In 2019, Vladimir released his solo album "Vision Fugitive - Piano Creations", containing 15 original piano pieces. In the same year, his first video clip for the title composition of the album "Vision Fugitive" (Мимолётность) was released, where Vladimir is personally represented as an author, actor and pianist.

In 2021, Vladimir released his work Mystery (Тайна) on digital platforms, which can be called a requiem, since it is dedicated to the memory of a girl who died.

== Music ==

=== Discography ===

- Frédéric Chopin, Vladimir Sverdlov – "Piano Works"; CD, Cypres, 1999
- Modest Mussorgsky, Vladimir Sverdlov – "Modest Mussorgsky: Pictures at an Exhibition"; CD, Piano Classics, 2011
- Vladimir Sverdlov-Ashkenazy – "Vision Fugitive (Piano Creations)"; Digital, Pancher, 2019
- Vladimir Sverdlov-Ashkenazy – "Mystery"; Digital, Pancher, 2021

=== Video clips ===
Vision Fugitive — Pancher, 2019

=== Music for movies ===

- Sapsan, I Love You – Feature Film, 2012
- Good God! – Feature Film, 2012
- Birthday – Short Film, 2016.
- Girl with a Scythe – Feature Film, Epic Media, 2018
- Dina Rubina.
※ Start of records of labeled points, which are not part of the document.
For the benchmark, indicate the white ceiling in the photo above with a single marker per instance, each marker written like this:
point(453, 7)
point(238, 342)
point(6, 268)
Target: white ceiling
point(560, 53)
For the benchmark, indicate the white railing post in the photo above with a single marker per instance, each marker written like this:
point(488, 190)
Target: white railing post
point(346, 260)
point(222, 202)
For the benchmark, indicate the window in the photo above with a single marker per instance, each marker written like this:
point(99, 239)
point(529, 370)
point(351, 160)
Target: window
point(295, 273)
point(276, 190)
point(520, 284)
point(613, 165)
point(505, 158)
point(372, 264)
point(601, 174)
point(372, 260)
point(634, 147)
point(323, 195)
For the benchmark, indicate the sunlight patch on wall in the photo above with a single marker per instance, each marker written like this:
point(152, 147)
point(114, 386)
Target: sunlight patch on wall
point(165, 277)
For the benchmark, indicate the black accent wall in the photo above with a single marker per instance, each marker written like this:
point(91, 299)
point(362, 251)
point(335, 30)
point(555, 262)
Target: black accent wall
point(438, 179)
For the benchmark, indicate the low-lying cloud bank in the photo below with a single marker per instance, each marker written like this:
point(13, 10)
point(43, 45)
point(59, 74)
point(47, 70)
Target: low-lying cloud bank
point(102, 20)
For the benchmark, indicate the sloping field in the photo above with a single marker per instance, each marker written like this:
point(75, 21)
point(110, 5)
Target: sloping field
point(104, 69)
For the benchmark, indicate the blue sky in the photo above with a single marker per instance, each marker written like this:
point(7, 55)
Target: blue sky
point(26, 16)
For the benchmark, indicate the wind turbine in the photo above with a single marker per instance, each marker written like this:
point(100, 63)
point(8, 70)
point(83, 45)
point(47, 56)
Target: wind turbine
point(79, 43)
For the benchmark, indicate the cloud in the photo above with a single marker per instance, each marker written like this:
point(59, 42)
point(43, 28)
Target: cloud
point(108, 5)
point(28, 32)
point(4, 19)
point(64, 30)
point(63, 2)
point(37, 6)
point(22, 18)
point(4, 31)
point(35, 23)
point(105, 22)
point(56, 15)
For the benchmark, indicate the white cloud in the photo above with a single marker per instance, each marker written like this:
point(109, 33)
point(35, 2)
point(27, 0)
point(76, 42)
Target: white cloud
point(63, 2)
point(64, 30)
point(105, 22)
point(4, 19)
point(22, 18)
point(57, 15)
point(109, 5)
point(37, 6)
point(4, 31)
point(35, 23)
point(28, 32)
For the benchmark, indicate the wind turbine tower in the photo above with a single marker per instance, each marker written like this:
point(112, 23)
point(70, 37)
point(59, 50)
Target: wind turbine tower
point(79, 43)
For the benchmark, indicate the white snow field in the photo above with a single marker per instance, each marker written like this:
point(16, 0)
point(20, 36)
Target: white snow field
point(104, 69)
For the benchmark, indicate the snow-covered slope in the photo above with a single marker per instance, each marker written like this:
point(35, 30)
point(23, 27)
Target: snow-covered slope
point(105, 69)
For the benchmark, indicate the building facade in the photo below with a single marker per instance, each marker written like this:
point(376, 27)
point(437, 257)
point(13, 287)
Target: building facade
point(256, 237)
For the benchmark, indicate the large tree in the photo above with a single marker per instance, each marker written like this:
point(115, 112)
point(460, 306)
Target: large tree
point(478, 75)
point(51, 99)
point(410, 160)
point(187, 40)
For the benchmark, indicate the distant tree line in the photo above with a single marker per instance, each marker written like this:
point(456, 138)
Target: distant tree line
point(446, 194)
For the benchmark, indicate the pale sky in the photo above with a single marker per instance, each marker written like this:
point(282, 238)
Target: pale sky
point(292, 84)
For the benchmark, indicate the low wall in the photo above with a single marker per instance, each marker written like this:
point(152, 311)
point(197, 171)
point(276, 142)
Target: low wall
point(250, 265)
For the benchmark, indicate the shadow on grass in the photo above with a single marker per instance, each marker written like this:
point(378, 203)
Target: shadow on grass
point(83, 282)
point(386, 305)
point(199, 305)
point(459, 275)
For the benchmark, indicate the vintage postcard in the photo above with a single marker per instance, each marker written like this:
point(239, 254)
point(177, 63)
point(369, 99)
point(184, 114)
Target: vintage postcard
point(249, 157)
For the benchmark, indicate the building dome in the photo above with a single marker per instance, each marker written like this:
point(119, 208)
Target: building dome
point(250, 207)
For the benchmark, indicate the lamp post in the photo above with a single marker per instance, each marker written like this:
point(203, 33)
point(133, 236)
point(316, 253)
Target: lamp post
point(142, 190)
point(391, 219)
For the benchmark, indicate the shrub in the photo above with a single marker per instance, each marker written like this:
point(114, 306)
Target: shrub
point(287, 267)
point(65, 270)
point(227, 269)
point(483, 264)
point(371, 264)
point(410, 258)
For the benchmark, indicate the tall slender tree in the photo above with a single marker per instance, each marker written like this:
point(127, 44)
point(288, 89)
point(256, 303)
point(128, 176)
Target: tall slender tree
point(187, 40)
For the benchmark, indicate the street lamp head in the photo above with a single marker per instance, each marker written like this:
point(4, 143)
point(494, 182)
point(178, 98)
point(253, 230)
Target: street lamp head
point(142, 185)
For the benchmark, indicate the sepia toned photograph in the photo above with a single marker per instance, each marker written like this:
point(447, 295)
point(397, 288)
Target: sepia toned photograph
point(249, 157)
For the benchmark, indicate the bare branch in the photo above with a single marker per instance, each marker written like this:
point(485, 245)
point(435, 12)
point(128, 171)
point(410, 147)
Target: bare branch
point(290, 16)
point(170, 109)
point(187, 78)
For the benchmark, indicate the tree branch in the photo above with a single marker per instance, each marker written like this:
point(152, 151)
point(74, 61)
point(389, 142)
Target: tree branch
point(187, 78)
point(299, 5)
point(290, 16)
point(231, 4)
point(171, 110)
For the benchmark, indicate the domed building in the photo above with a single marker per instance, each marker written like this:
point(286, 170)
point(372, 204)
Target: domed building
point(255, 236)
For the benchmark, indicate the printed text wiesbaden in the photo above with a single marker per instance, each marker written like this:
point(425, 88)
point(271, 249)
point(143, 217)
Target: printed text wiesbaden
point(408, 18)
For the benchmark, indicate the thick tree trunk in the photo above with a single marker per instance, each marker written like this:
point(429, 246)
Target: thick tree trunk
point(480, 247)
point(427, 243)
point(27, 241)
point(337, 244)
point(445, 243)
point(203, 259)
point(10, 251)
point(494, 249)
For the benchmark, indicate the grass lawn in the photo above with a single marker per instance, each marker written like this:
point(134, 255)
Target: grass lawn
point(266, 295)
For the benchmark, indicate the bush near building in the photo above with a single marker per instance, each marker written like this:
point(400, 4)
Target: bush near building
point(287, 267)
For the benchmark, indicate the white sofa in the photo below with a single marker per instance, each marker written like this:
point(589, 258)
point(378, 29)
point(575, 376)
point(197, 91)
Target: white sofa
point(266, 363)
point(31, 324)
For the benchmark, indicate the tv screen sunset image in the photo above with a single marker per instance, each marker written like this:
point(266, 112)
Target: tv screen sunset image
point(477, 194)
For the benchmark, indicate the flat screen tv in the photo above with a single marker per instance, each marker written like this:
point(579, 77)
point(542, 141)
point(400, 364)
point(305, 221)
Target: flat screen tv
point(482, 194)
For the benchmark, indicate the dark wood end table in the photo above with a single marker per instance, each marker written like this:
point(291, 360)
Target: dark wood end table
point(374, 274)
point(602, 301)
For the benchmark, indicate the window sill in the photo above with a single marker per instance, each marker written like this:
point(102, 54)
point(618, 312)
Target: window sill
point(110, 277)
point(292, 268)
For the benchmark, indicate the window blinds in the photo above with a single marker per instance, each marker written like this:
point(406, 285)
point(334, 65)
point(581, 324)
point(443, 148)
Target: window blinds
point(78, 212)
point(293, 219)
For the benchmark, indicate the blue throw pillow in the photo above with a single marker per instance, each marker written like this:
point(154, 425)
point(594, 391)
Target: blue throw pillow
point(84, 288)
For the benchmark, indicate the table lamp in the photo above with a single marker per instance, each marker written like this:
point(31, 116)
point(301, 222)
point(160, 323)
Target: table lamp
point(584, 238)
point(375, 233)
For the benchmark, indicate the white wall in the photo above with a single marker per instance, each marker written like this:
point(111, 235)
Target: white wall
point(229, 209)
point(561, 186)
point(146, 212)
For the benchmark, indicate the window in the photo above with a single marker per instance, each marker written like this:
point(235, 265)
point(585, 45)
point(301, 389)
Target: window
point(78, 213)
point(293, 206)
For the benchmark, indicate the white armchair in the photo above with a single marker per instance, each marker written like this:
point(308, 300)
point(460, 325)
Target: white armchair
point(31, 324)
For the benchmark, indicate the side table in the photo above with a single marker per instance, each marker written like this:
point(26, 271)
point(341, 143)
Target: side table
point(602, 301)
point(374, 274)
On the Sunny Side – Documentary Film, AB-TV Production, 2019

=== Significant performances ===

- Prelude op. 9 for violin and piano, solo by Dmitry Kogan (violin) – performed at Festival de Menton, 2009
- Variations for Piano – performed at Festival de l'Athénée, Geneva, 2010
- Piano Sonata – performed at the Pianissimo Festival, Torredembarra, Spain, 2012
- Performance at the closing ceremony of the "Mirror" Film Festival named in honor of Andrei Tarkovsky, 2013
- "American Pictures", Fantasia for clarinet and piano – performed at the Chamber Hall of the Moscow International House of Music, 2013
- "Beautiful Mind", Septet – performed at the Chamber Hall of the Moscow International House of Music, 2014
- Burlesque – performed at the Seoul Arts Center, 2014
- Fantasy for piano and orchestra (in memory of David Ashkenazy) – performed at the Svetlanov Hall of the Moscow International House of Music, 2015
- Andante in Memory of Dmitry Kogan – performed at the Moscow Conservatory, 2018
- Romance, The Hope – both performed at The Organ Hall in Chisinau, 2018
- Ballade (in honor of Baron Arie Van Lysebeth) – performed at Flagey in Brussels, 2019
- Schumaniana (dedicated to Robert Schumann) – performed at the Wilhelm Kempf Academy in Positano, 2019

=== Sheet music publications ===
Fantasia op.11 for violin, viola and piano – Moscow Publishing House "Muzyka", 2010

== Social activities ==
Vladimir Sverdlov founded the Schwarzstein Arts Production Concert Association in Belgium and established the Chiba Festival (competition for young pianists in Japan) and the Moscow Art Center "Music With No Rules".